IABCP can decrease LV filling pressures by 20-25% and can improve cardiac output by 20% in patients with cardiogenic shock; therefore, IABCP reduces myocardial oxygen demand significantly, although the additional beneficial effect of increased oxygen supply to the myocardium may occur in some clinical situations.
Indications
IABCP is effective in providing temporary support to patients in cardiogenic shock while definitive therapies such as angioplasty or cardiac bypass surgery are undertaken. At most institutions, IABCP is considered to be a bridge to a definitive revascularization procedure or to implementation of an LV assist device.
IABCP is effective in hemodynamically stabilizing patients with UA refractory to medical therapy prior to a definitive revascularization procedure.
IABCP may be a lifesaving intervention in patients with acute mitral regurgitation secondary to papillary muscle ischemia, infarction, and other causes such as infectious endocarditis or myxomatous degeneration. IABCP reduces afterload (thereby reducing severity of mitral regurgitation), enhances forward cardiac output, reduces left atrial pressure, and improves pulmonary edema.
IABCP is used to stabilize patients who are hemodynamically unstable, which allows time to plan the definitive surgical procedure.
IABCP can provide hemodynamic support in the perioperative and postoperative periods.
Contraindications
The absolute contraindications for IABCP are aortic dissection, severe aortic regurgitation, presence of a large arteriovenous shunt, and severe coagulopathy.
The relative contraindications are severe peripheral vascular disease, recent thrombolytic therapy, and bleeding diathesis.
Complications
IABCP can cause several complications that should be monitored while the patient is maintained on IABCP support. Generally, platelet count is reduced mildly; however, it usually does not fall below 100 X 103/mL.
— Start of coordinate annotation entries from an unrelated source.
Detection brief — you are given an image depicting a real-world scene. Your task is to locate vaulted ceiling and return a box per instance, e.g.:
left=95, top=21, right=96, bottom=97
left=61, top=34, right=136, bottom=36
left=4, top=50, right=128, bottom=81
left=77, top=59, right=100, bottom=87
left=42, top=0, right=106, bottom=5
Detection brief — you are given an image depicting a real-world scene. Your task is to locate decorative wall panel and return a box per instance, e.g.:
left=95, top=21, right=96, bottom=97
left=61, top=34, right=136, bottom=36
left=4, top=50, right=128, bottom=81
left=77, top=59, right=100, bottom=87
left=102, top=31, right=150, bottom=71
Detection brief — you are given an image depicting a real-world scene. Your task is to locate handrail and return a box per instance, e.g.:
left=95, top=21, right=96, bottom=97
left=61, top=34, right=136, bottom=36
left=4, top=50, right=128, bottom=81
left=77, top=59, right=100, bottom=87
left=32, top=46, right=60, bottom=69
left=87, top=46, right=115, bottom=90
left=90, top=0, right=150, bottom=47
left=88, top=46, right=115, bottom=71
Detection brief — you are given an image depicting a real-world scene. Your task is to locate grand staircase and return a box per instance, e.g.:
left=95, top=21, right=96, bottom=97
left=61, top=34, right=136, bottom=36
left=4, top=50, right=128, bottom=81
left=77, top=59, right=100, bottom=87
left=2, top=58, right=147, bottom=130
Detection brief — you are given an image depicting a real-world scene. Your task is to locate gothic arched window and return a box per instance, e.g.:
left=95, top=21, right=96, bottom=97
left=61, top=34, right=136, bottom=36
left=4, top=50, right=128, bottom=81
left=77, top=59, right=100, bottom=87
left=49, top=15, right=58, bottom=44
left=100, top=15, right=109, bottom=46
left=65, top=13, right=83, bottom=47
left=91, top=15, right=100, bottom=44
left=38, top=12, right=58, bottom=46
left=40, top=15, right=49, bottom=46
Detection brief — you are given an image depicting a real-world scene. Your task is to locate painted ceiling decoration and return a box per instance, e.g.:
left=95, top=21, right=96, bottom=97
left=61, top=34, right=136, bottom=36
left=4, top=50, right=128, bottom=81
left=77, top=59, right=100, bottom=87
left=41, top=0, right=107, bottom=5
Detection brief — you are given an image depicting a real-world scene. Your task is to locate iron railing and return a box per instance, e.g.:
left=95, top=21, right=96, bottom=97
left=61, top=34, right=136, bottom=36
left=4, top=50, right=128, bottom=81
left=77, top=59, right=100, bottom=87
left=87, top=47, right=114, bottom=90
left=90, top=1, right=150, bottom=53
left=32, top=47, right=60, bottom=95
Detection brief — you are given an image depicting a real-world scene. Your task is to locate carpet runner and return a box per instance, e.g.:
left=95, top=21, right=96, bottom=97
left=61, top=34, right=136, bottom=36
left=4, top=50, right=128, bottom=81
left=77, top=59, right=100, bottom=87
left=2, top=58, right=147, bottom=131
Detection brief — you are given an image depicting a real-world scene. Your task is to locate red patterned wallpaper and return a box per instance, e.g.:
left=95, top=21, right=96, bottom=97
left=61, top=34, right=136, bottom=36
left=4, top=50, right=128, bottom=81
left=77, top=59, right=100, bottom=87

Complications may occur during cannulation of the femoral artery, including perforation, laceration, or dissection of the artery (1-6%). Thrombosis of the iliofemoral artery and distal emboli may occur (1-7%), and limb ischemia has been reported in as many as 40% of patients. The limb ischemia is reversible upon removal of the intraaortic balloon pump unless thrombosis develops, which requires embolectomy to save the limb.
Other complications are localized bleeding (3-5%), infection (2-4%), thrombocytopenia (<1%), and intestinal ischemia (<1%).
The risk of these complications can be lessened by avoiding long-term use of IABCP. In most patients with myocardial ischemia, limit use of IABCP to the time necessary to perform definitive (percutaneous or surgical) revascularization.